Array size: 100000, Number of arrays: 8, Version: Original
BenchmarkTools.Trial: 10000 samples with 1 evaluation.
 Range (min … max):  264.200 μs …  17.460 ms  ┊ GC (min … max): 0.00% … 0.00%
 Time  (median):     329.700 μs               ┊ GC (median):    0.00%
 Time  (mean ± σ):   473.223 μs ± 551.163 μs  ┊ GC (mean ± σ):  0.00% ± 0.00%

  █▇▆▅▅▄▄▃▃▃▃▂▂▂▂▁▁▁                                            ▂
  ██████████████████████▇█▇▇▇▇▇▆▆▇▆▆▅▇▆▆▅▆▅▅▄▆▄▅▅▄▄▆▃▅▅▅▄▄▁▅▄▄▅ █
  264 μs        Histogram: log(frequency) by time       2.64 ms <

 Memory estimate: 0 bytes, allocs estimate: 0.
Array size: 100000, Number of arrays: 8, Version: Threaded
BenchmarkTools.Trial: 10000 samples with 1 evaluation.
 Range (min … max):   70.700 μs …   4.343 ms  ┊ GC (min … max): 0.00% … 88.09%
 Time  (median):      99.800 μs               ┊ GC (median):    0.00%
 Time  (mean ± σ):   136.432 μs ± 128.146 μs  ┊ GC (mean ± σ):  0.28% ±  0.88%

  █▆▆▆▆▄▄▄▃▃▃▂▂▂▁▂▁▂▁▁▁▁▁▁ ▁                                    ▂
  ███████████████████████████████▇▇▇▇▇▆▆▇▆▇▆▆▆▆▆▅▅▅▅▅▅▅▅▄▄▂▄▄▄▄ █
  70.7 μs       Histogram: log(frequency) by time        579 μs <

 Memory estimate: 5.11 KiB, allocs estimate: 41.
Array size: 100000, Number of arrays: 8, Version: ThreadedTiled
BenchmarkTools.Trial: 5875 samples with 1 evaluation.
 Range (min … max):  344.800 μs …   3.214 ms  ┊ GC (min … max): 0.00% … 0.00%
 Time  (median):     752.600 μs               ┊ GC (median):    0.00%
 Time  (mean ± σ):   836.870 μs ± 364.829 μs  ┊ GC (mean ± σ):  0.00% ± 0.00%

      ▃▆█▇▆▂▂▂▃▅▄▃▁
  ▁▂▃▆██████████████▇▆▆▆▅▅▄▄▄▃▃▃▃▃▂▂▂▂▂▂▂▂▂▂▂▁▂▂▁▁▁▁▁▁▁▁▁▁▁▁▁▁▁ ▃
  345 μs           Histogram: frequency by time         2.24 ms <

 Memory estimate: 5.11 KiB, allocs estimate: 41.

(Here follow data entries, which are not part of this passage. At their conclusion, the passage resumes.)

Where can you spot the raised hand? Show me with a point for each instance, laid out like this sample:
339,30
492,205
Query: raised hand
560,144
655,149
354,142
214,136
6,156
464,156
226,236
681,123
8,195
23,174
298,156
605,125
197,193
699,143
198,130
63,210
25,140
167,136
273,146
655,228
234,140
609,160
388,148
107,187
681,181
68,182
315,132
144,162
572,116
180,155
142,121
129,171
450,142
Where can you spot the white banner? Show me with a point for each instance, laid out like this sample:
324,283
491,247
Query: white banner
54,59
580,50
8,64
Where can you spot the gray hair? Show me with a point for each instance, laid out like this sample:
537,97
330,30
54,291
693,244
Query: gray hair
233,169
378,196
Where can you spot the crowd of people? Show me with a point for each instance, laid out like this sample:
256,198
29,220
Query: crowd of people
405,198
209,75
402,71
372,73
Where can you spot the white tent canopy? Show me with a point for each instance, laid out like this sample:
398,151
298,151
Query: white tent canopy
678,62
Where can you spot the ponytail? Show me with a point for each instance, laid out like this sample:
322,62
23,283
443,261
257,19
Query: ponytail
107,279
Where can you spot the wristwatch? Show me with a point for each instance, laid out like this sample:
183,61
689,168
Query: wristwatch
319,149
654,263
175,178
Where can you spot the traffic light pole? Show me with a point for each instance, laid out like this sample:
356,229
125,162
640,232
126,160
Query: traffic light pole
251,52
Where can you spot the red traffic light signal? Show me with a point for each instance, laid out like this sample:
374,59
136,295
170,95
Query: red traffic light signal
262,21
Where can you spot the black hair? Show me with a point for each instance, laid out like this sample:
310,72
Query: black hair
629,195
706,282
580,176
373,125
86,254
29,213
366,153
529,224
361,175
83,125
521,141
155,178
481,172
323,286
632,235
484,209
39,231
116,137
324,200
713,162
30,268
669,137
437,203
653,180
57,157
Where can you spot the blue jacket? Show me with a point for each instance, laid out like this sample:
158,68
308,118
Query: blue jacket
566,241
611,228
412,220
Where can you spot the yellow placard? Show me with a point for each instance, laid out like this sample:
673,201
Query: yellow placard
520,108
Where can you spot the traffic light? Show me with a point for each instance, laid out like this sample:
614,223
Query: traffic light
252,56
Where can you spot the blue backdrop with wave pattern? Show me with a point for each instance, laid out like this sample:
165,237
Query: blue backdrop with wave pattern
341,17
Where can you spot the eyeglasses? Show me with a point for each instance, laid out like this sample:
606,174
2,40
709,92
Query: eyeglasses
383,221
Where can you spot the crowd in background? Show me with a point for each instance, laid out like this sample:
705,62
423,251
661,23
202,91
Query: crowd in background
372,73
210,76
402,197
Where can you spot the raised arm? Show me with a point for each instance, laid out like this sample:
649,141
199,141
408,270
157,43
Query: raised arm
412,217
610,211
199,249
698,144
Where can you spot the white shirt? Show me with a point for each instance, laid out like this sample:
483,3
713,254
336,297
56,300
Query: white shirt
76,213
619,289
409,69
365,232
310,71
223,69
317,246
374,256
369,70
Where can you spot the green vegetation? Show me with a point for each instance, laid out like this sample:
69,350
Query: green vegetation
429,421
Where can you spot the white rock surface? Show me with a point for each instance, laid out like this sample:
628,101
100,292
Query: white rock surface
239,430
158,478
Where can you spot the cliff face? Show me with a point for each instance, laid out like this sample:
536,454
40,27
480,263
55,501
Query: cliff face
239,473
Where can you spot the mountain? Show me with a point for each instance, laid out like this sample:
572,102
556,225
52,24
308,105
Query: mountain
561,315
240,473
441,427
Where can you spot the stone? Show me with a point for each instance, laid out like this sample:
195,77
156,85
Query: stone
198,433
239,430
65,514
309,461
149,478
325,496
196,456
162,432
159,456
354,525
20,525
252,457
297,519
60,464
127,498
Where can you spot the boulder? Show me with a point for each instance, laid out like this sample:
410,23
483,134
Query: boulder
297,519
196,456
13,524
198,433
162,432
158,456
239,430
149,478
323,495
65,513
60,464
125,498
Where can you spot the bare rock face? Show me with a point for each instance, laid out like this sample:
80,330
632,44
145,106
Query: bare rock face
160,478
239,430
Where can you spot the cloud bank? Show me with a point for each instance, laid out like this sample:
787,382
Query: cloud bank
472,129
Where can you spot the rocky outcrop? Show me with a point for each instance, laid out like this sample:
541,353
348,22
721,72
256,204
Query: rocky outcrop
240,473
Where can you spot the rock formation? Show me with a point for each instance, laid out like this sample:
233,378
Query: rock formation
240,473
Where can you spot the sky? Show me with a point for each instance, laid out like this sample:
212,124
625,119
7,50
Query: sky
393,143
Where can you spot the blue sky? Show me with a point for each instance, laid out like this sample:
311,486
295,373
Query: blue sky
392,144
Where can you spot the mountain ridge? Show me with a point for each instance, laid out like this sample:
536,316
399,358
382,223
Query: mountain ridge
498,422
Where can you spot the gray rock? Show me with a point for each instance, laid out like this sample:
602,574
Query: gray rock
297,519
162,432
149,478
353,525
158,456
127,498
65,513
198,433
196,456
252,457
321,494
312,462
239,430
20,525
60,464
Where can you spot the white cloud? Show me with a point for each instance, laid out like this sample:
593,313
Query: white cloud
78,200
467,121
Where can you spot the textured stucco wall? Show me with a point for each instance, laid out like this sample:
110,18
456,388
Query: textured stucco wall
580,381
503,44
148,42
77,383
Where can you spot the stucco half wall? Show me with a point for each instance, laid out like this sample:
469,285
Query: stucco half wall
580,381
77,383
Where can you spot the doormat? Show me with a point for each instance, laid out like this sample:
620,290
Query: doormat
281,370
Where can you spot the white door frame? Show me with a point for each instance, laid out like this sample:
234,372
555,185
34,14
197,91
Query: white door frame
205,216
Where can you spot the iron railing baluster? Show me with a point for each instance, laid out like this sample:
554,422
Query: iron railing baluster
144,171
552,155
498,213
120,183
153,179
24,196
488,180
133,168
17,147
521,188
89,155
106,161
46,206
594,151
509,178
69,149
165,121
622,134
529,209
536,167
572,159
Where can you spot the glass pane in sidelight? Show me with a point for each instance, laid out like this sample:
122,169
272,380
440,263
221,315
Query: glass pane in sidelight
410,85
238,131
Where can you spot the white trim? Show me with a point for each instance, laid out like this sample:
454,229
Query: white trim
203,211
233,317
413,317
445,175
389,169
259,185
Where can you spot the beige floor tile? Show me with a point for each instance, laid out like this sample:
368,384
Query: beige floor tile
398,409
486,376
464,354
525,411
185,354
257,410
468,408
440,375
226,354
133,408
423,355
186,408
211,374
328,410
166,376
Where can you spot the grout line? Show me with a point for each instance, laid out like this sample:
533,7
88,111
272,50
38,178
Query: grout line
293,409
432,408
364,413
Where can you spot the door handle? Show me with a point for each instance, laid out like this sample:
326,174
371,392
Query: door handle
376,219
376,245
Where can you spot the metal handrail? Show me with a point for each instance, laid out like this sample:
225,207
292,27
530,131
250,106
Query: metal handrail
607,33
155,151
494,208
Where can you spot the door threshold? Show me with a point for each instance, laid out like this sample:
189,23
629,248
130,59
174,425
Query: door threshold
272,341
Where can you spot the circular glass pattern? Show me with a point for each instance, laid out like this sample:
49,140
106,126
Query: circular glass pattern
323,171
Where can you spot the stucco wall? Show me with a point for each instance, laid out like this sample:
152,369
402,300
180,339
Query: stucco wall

So the threaded is 4x faster now, which is nice, wondering if there are more functional speed ups :slight_smile:

The fastest implementation I’ve found for now is:


function reduce_sum!(target_array, arrays)
    n = length(target_array)
    num_threads = nthreads()
    chunk_size = ceil(Int, n / num_threads)
    @inbounds @threads for t in 1:num_threads
        local start_idx = 1 + (t-1) * chunk_size
        local end_idx = min(t * chunk_size, n)
        for j in eachindex(arrays)
            local array = arrays[j]  # Access array only once per thread
            @simd for i in start_idx:end_idx
                @inbounds target_array[i] += array[i]
            end
        end
    end
end

4x faster than serial, in actual code it might not be 4x speed gain, but should be better than serial.

1 Like

I guess arrays was computed in parallel before. One alternative is to increment the reduced output in that same parallel loop. Sometimes this requires locking the output, but can still be faster than an independent reducer that has to wait all threads to finish.